Abstract

Mitochondria have long been known to localize within and move along the tubulin-microtubule network. It was shown that tubulin binds to isolated mitochondria with high-affinity and specifically associates with the mitochondrial voltage-dependent anion channel (VDAC). We found that nanomolar concentrations of dimeric tubulin vastly increase VDAC sensitivity to voltage allowing for VDAC blockage at low transmembrane potentials. Tubulin interaction with VDAC requires the presence of anionic C-terminal tails (CTT) on the intact protein. Tubulin with proteolytically cleaved CTTs does not block the channel. Actin, also an acidic protein but lacking CTTs, does not induce VDAC blockage. Two synthetic peptides with the sequences of mammalian α and β brain tubulin CTT do not induce detectable channel closure up to micromolar concentrations.

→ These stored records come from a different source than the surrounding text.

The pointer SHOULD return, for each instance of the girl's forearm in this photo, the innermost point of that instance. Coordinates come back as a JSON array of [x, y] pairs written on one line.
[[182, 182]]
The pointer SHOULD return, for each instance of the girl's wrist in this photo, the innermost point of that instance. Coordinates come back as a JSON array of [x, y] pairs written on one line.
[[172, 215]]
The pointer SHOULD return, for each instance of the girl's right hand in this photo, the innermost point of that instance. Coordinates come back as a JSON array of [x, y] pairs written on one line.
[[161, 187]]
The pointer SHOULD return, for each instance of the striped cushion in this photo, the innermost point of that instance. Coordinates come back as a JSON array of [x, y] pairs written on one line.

These results suggest a completely new role for dimeric tubulin and its charged CTT. We propose a model for tubulin-VDAC channel interaction in which the tubulin CTT penetrates into the channel lumen, potentially reaching through the channel and interacting with a positively charged domain of VDAC. We found that tubulin/VDAC interaction is greatly dependent on the state of VDAC phosphorylation. Remarkably, phosphorylated VDAC is more than an order of magnitude more sensitive to tubulin-induced closure than dephosphorylated VDAC.Tubulin addition to isolated mitochondria increases Km for ADP and lowers oxygen consumption, most likely by restricting flux of ADP through VDAC. Thus interaction of tubulin CTT with VDAC blocks nucleotide passage into and out of mitochondria, thereby regulating oxidative phosphorylation. Examination of the evolution of CTT sequences in mitochondria-containing cells reveals high conservation of charge and length of the tails. Considering the known conservation of VDAC folding pattern throughout mitochondria-containing eukaryotes, we propose that this interaction is widespread and ancient.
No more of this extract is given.